Escuchamos. A lo lejos, se oían unos pasos. Porta asomó el cañón de su fusil por una almena.

– Si es un tipo de la Gestapo, me lo cargo. Explicaremos que le hemos confundido con un saboteador.

– ¿Estás loco? Tendremos conflictos.

– ¡Qué importa! Vale la pena.

Se oyó un ruido metálico.

– Son Hermanito y Heide -dijo Porta.

Los descubrimos. Salían de detrás del refugio del parque. De vez en cuando, se detenían y agitaban mucho los brazos. Hermanito llevaba una botella en la mano.

– ¡Alabado sea Dios por la pata hueca del caballo imperial! -dijo Porta-. A nadie se le ocurriría mirar allí.

Hermanito dejó oír su risa característica. Julius Heide rezongaba.

– Ya verás esa especie de cerdo -gruñó-. No puedo soportarlo.
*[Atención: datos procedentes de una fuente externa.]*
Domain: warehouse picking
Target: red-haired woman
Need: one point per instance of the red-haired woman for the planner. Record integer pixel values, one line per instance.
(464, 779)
– Es un «homosocialista», un verdadero cretino -decía Hermanito.

– Es una basura. Le aplasto los hocicos -prometió Heide. Se detuvo, escupió en la acera y golpeó encima con su bota claveteada-. Esto es lo que haré con él.

– He visto a muchos cerdos en mi vida -prosiguió Hermanito, gesticulando.

Perdió su casco, que rodó por la acera con un ruido enorme.

– Están hablando del Feldwebel Brandt -dijo Porta, riendo-. Éste está predestinado a que lo asesinen, y algo me dice que Hermanito y Julius son los hombres escogidos para realizar esta tarea.

Hermanito recogió su casco, volvió a colocarlo en su sitio, y anunció:

– Voy a saltar sobre su barriga hasta que reviente.

Heide asintió con los dientes apretados.

– Hermanito, sólo pensarlo me da vueltas la cabeza. Todo era reglamentario. Soy el soldado mejor vestido y más cuidadoso de todo el Regimiento. Sí, de toda la División, e incluso, ¡mierda!, de todo el Ejército.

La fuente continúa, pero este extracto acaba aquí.